Его взяли рабочим арены. Одетый в простое трико, он выходил собирать тарелки после номера Великолепного Вертитто, который крутил эти самые тарелки в различных количествах и комбинациях на кончиках гибких вертикальных шестов. Он считал, что такая работа его унижает, и однажды — то ли нечаянно, то ли нарочно — подставил подножку Великолепному Вертитто, когда тот раскланивался перед публикой. Потом ему высказали пару ласковых, и вот теперь он просто шофер при Адерин, Царице Птиц. Но с моей помощью… Боже правый, дружище… тут в одном сундуке с реквизитом ржавеет целая куча цепей, кандалов и замков. Раньше они принадлежали Великолепному Развяжисти — или как там его звали, — умершему от сердечного приступа на предпенсионном шестом десятке. И есть еще ящик с вертящейся внутренней стенкой. Его использовали для трюка с исчезновением в клоунском номере, один паяц искал другого в бесконечно вертящейся тьме. Сейчас этот ящик стоит без дела. Прикинь, дружище. Если меня, Селима (я назвался ему Селимом; не хотел пачкать свое настоящее имя, которое бы точно запачкалось в его устах), жестко заковать в кандалы, обмотать цепями, запереть все замки, причем все это станут проделывать зрители, и ключи будут у них до конца представления, а потом я войду в ящик, опустится занавеска, внутренняя стенка повернется, и уже через секунду наружу выступит он, Ллев Освобожденный, держа в руках дубликаты кандалов и цепей, как задушенных змей. Все в полном отпаде. Это сразу его вознесет. Он, Ллеве, потребует высокого жалованья и выделит мне процент. Но вне арены должен быть только один из нас. Надо будет замаскироваться. Но это несложно. Вот у меня тут темные очки. И еще шляпа. Отрежу себе клок волос, приклеим тебе усы.

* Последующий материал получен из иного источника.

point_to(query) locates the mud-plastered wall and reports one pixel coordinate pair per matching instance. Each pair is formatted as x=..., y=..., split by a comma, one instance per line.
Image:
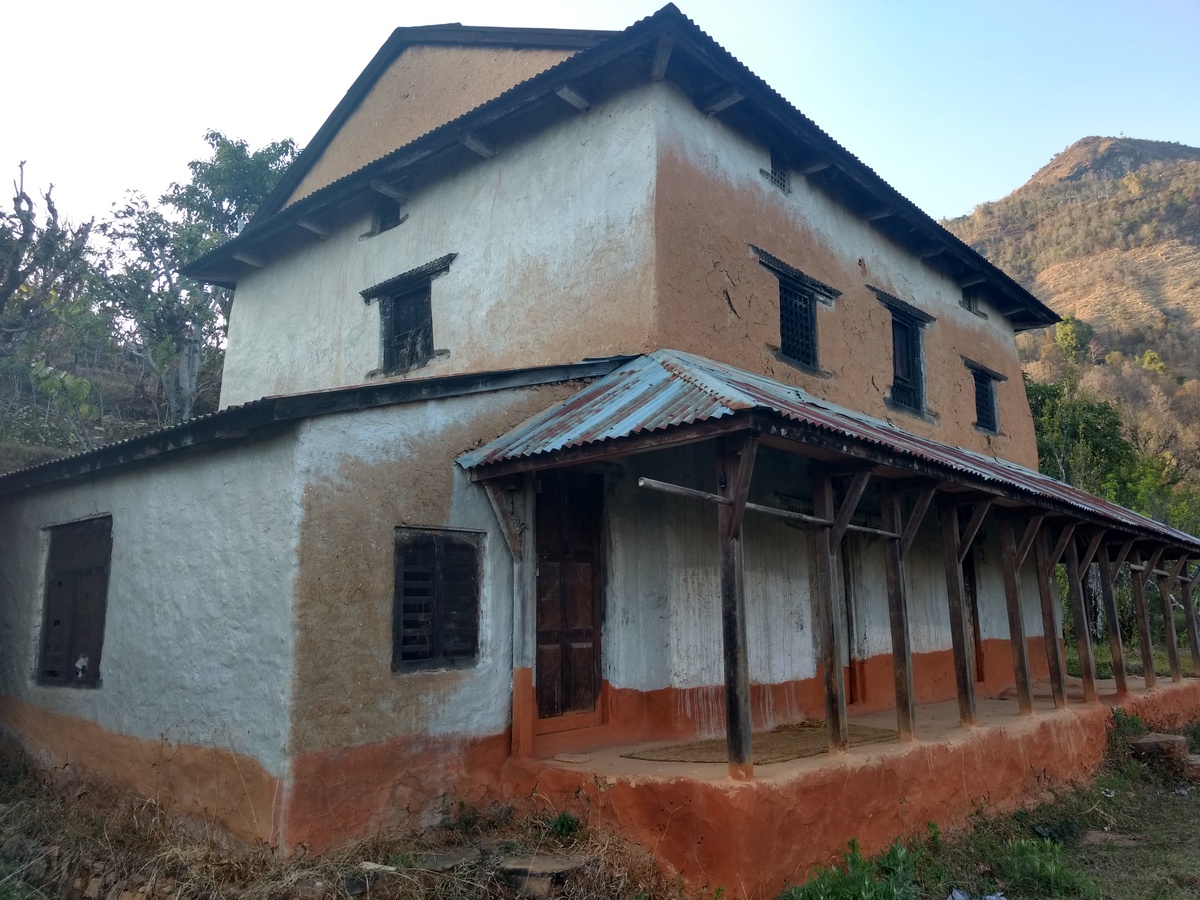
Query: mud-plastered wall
x=424, y=88
x=717, y=299
x=555, y=264
x=195, y=693
x=371, y=747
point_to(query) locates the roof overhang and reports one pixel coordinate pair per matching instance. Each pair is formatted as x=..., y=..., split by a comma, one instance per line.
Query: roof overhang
x=671, y=399
x=665, y=46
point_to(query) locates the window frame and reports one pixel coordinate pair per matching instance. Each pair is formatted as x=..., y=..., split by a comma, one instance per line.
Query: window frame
x=985, y=379
x=808, y=292
x=445, y=623
x=407, y=297
x=907, y=369
x=65, y=604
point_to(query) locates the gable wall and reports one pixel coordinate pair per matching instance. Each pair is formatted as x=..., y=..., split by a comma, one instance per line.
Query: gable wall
x=424, y=88
x=715, y=299
x=555, y=265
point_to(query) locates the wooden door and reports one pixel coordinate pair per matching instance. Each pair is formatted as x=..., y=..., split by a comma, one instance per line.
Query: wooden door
x=570, y=570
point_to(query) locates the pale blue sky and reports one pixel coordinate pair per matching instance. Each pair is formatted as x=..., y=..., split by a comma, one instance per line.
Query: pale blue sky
x=954, y=103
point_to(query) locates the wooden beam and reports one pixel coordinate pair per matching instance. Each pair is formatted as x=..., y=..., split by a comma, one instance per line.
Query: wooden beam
x=919, y=508
x=663, y=57
x=1122, y=556
x=1031, y=532
x=955, y=595
x=574, y=97
x=1090, y=556
x=898, y=617
x=395, y=192
x=1050, y=630
x=1141, y=617
x=1189, y=612
x=1169, y=636
x=735, y=469
x=849, y=504
x=502, y=505
x=831, y=646
x=315, y=227
x=1015, y=621
x=1079, y=617
x=1110, y=613
x=1068, y=533
x=721, y=100
x=478, y=145
x=972, y=529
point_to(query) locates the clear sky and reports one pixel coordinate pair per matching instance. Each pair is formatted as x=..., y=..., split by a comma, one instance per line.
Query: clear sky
x=954, y=102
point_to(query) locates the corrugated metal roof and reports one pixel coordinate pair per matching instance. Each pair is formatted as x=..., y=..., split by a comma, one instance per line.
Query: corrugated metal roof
x=671, y=389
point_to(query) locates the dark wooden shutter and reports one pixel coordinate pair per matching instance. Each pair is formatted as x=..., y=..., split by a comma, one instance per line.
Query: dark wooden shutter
x=436, y=605
x=76, y=603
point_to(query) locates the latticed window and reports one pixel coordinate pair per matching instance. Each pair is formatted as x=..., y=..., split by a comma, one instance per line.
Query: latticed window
x=797, y=323
x=907, y=377
x=436, y=604
x=987, y=407
x=76, y=603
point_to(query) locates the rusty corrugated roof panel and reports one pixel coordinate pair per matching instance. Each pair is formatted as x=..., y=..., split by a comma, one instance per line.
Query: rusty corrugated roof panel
x=672, y=389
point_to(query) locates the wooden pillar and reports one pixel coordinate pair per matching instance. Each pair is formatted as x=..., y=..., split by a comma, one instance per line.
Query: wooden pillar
x=1173, y=641
x=833, y=653
x=1141, y=613
x=1079, y=616
x=1015, y=621
x=1050, y=630
x=898, y=616
x=1110, y=613
x=1193, y=630
x=955, y=597
x=735, y=468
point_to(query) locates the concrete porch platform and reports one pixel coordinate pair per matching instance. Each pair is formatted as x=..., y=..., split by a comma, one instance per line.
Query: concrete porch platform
x=754, y=837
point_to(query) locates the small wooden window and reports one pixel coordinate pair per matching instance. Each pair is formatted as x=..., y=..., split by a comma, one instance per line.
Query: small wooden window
x=75, y=604
x=436, y=604
x=407, y=329
x=987, y=407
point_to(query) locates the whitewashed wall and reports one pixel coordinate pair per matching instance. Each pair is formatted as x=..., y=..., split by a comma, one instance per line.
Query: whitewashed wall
x=197, y=639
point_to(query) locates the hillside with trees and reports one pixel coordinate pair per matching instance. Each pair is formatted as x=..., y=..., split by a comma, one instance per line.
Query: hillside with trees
x=1108, y=234
x=101, y=337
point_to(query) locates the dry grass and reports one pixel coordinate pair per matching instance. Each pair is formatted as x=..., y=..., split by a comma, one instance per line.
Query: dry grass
x=52, y=843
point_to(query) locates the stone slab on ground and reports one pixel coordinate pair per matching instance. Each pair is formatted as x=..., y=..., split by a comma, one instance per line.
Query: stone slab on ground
x=1159, y=747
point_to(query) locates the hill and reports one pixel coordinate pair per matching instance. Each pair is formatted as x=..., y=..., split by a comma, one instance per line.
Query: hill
x=1109, y=233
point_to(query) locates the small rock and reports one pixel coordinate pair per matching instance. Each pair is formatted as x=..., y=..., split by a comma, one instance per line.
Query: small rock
x=1192, y=767
x=1159, y=747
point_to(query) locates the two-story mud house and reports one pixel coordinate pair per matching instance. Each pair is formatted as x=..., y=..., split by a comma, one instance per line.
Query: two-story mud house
x=580, y=394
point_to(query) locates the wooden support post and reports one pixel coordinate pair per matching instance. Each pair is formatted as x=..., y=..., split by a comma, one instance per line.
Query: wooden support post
x=1015, y=619
x=1141, y=615
x=1173, y=641
x=1050, y=631
x=832, y=651
x=1110, y=613
x=1189, y=611
x=735, y=468
x=1079, y=616
x=955, y=597
x=898, y=616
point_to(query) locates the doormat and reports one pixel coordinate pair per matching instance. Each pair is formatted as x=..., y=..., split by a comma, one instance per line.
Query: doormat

Я только молча кивал, подчиняясь его присутствию, как подчинился пульсации боли, вновь разыгравшейся из-за него у меня в голове, думал, что лучше скорее вернуться в Нью-Йорк, надо телеграфировать Лёве, чтобы тот выслал мне денег на самолет. «Я узрел свет тчк». Да, он забрезжил, сверкнул вдалеке, вместе с крепнущим ощущением острой необходимости заставить это лицо, глупо маячившее передо мной, словно я сам изображал из себя идиота, превратиться в не-меня. Для пластической операции нужны деньги, причем деньги немалые. Придется мне выполнить все условия по отцовскому завещанию. Или можно сделать чего похуже — и подешевле? Скажем, пусть доктор Гонзи его застрелит? Но Гонзи нужен ритуал, а не благословение случайной встречи. Прельстится ли он моим неизбежным самоубийственным появлением в одинокой, заранее подстроенной тьме? Или, может, попробовать напоить Лльва и вытолкать его навстречу парочке нервных полицейских, которым дай только повод пальнуть? Нет, скорее бежать отсюда; после всего, что я тут увидел, с меня хватит, спасибо. Избавьте меня от присутствия этой похабной гнуси. Но я почему-то не уходил, все кивал и кивал как зачарованный.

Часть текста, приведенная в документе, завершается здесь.